CHAPTER VIII First Visit to Pennsylvania
The proprietor of the new province sailed from Deal, in England, on August 30, 1682, leaving his wife and children at their home in the country. His ship was the Welcome and carried about one hundred passengers. The voyage across the Atlantic took nearly two months, for it was the 24th day of October when the Welcome sighted the capes of the Delaware. During the voyage thirty of the passengers died of smallpox, a common sickness for a ship to carry in those days.
The Welcome took three days to sail up the Delaware to New Castle, which was the chief settlement thereabouts. This place was in the territory that had been granted to Penn by the Duke of York, and here the agents of the duke gave the title to the land to its new owner in their master's name by the old ceremony of "turf and twig and water," a custom long continued in Pennsylvania, and which meant that the former owner, by giving the new owner a piece of turf, a bit of twig, and a cup of water, transferred to him full possession of whatever was to be found on the land in question.
After this ceremony Penn sailed on up the river to the small village of Upland, where his agent, William Markham, was waiting for him.
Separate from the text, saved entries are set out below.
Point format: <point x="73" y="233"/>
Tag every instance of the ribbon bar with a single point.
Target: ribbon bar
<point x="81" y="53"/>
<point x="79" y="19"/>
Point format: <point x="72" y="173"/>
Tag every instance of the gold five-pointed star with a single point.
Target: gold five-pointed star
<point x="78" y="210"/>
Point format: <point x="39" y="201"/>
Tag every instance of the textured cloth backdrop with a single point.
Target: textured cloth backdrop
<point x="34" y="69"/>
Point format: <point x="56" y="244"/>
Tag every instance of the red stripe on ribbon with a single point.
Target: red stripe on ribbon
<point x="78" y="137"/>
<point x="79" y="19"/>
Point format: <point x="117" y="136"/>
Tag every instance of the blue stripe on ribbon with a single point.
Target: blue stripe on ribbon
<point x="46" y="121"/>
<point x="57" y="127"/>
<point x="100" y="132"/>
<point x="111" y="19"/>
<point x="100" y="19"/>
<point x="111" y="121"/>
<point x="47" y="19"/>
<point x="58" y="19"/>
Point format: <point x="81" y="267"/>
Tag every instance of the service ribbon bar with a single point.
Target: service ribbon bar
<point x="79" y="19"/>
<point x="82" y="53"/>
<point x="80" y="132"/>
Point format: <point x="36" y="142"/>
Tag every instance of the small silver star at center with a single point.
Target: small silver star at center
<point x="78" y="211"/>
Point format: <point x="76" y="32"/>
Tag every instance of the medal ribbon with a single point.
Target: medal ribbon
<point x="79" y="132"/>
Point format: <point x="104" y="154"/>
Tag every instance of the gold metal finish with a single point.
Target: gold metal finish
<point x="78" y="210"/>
When he had landed at Upland, he asked his friend Pearson to choose a name for the town there, and Pearson, who hailed from the town of Chester in England, gave the settlement the name of that English place.
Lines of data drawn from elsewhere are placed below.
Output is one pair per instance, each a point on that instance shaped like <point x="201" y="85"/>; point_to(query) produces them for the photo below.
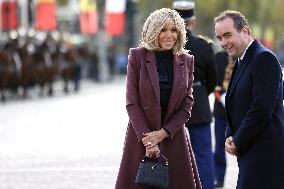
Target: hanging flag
<point x="88" y="17"/>
<point x="115" y="12"/>
<point x="46" y="15"/>
<point x="9" y="15"/>
<point x="268" y="38"/>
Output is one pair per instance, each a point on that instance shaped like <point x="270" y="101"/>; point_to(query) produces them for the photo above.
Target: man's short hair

From Chester William Penn began to explore his new possessions. He found a soil that was rich, woods and fields filled with animals and birds of many kinds, and a wide river with many tributary streams that led far into the interior of his province. Along the Delaware wild birds were plentiful, and every day Indians brought deer from the forests and sold them to the settlers for small amounts of tobacco. The settlers who were already living in the clearings along the Delaware were chiefly Swedes and Dutch, with a few English, who fished in the river, hunted in the bays, and pastured their cattle in the open meadows along the river banks.
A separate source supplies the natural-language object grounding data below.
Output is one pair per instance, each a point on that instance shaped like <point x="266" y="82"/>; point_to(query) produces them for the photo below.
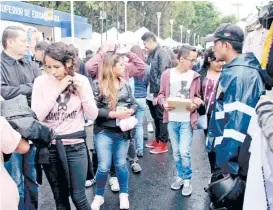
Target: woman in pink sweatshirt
<point x="59" y="99"/>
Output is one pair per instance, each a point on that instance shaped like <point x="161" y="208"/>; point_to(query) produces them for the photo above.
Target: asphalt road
<point x="150" y="190"/>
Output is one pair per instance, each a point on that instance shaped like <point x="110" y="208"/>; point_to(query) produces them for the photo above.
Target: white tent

Penn was rowed in a barge up the Delaware past a place called Old Tinicum, which had been the residence of the Swedish governor, past that point where the Schuylkill joins the Delaware at what is now League Island, and on to a stretch where the Delaware grew narrower and deeper and where there was high land with a good frontage for deep-draft boats. Here the shore was covered with pines, chestnuts, walnuts, oaks, and laurel, and a small stream flowed into the river. This was the place that Penn's commissioners had chosen for the site of his city. He landed at the mouth of the small stream called Dock Creek, which to-day flows into the sewer under Dock Street, on the water front of Philadelphia, and where then stood a log tavern known as "The Sign of the Blue Anchor." Tradition says that some English settlers and Indians were on the shore to greet the new owner, and that he sat down with the Indians and ate the hominy and roasted acorns that they offered him. Then they indulged in some athletic sports for his entertainment, and Penn himself took part in a jumping match. Tradition has it that he out-jumped the best of the natives!
He liked the site of his "green country town" very much, and also the plans that had been made by his agents. Some of the names they had given to streets he changed. He altered Pool to Walnut and Winn to Chestnut Street, because of the trees that grew near those thoroughfares. One of the main roads he named High Street, which was later changed to Market Street. He planned the open square at Broad and Market streets where the City Hall now stands, but he intended to have it include ten acres of ground. He left a wide boulevard along the Delaware River, and staked out the city on the plan of a checkerboard, leaving four open spaces, which were later given the names of Washington, Franklin, Rittenhouse, and Logan squares.